Following the last out, Bauer waited to let the win sink in.
"I didn't really know what to do," he said. "I was like, 'It ended? We won?'"
When Bauer induced a groundout to shortstop off the bat of Devon Travis to close out the 19th inning, yes, the Indians won. They have won more games in a row than any Cleveland club, and this is a storied franchise that has been around for 115 seasons. The Tribe won 13 in a row in 1951 and in '42, but this is new territory for the team, and a first in some time for the American League.
Not since the 2002 A's won 20 straight -- a streak that helped inspire the book "Moneyball" and a movie starring Brad Pitt -- has an AL team enjoyed at least 14 wins in a row.
Indians starter Josh Tomlin, who logged six strong innings to begin the afternoon game against Toronto, continued Cleveland's recent stretch of strong rotation work. With his effort, the Tribe's starting staff now has a 1.83 ERA and 0.85 WHIP over the past 14 games. This latest win took a lot more than him, though. It also took eight other pitchers, including Bauer, who was slated to start on Saturday.
"The character we have in here," Tomlin said, "the never-die, the never-give-up attitude, was awesome. ... We just hung in there and fought until the end, until we had a chance to win a ballgame."
Cleveland's bullpen, which has had little work of late due to the Tribe's great starting pitching, worked 13 shutout innings, including seven no-hit frames, after Tomlin's exit. Bauer found out in the 12th that he might be needed, and -- pitching on short rest -- he turned in five innings on 83 pitches. It marked the first time since Sept. 10, 1983, that the Indians had two pitchers log five or more innings in the same game.
Tomlin said Bauer's effort is an example of why the Indians are on this kind of run.
"We have 25 guys right now that are buying in," Tomlin said. "They're playing as a team and doing whatever it takes to help us win a game today. We'll worry about tomorrow, tomorrow. If we didn't have guys buying into that, if you didn't have a Trevor Bauer that can go in the bullpen and log the innings that he logged today for us, this game might be different. That, to me, is the biggest thing for this year."
That mentality echoes the message that manager Terry Francona has preached daily since he took the helm in Cleveland prior to the 2013 season.
Even on Friday, Francona had little to say in terms of The Streak.
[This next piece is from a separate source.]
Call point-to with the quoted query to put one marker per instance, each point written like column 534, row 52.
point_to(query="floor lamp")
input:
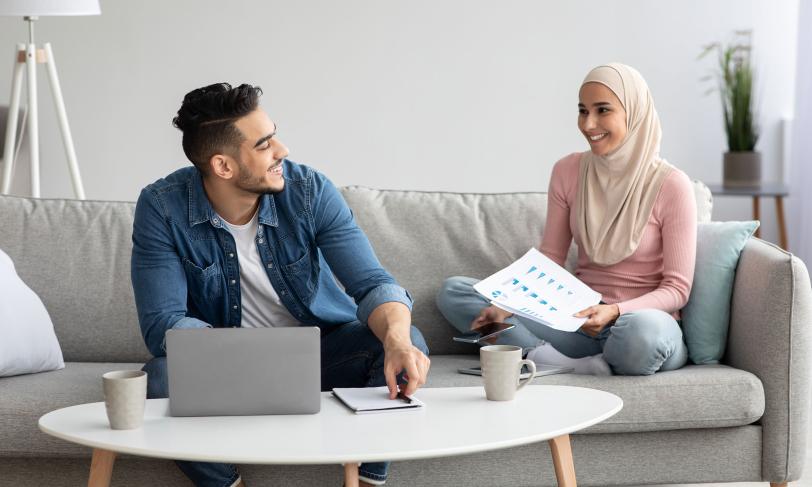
column 27, row 56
"I'm being truthful when I say that I really don't get caught up in that," Francona said. "I like when we're playing good baseball, obviously. I think our guys pay attention to detail, which is good. When we lose, whenever we lose -- I hope we don't lose for a while -- but when we do, that's not going to change my outlook.
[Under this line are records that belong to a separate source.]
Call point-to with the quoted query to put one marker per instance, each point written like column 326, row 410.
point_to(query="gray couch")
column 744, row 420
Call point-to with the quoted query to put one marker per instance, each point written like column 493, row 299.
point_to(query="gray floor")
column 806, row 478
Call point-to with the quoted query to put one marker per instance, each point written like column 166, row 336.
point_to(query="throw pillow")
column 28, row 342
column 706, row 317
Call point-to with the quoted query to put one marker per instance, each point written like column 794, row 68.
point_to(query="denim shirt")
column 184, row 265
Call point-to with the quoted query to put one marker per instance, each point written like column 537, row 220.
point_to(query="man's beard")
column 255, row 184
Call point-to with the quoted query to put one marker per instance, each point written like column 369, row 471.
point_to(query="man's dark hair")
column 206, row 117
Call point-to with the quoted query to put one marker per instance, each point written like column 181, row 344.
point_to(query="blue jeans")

"I think we need to just show up every day and play the way we're playing, and we'll be OK. I've always felt that way."
For this win, there were 606 pitches and 41 players used.
Cleveland waited more than a century for this type of streak, so what's another six hours?
"Up 'til today, it's been awesome," Bauer quipped. "I guess if you're going to set a record, you might as well do it the hard way."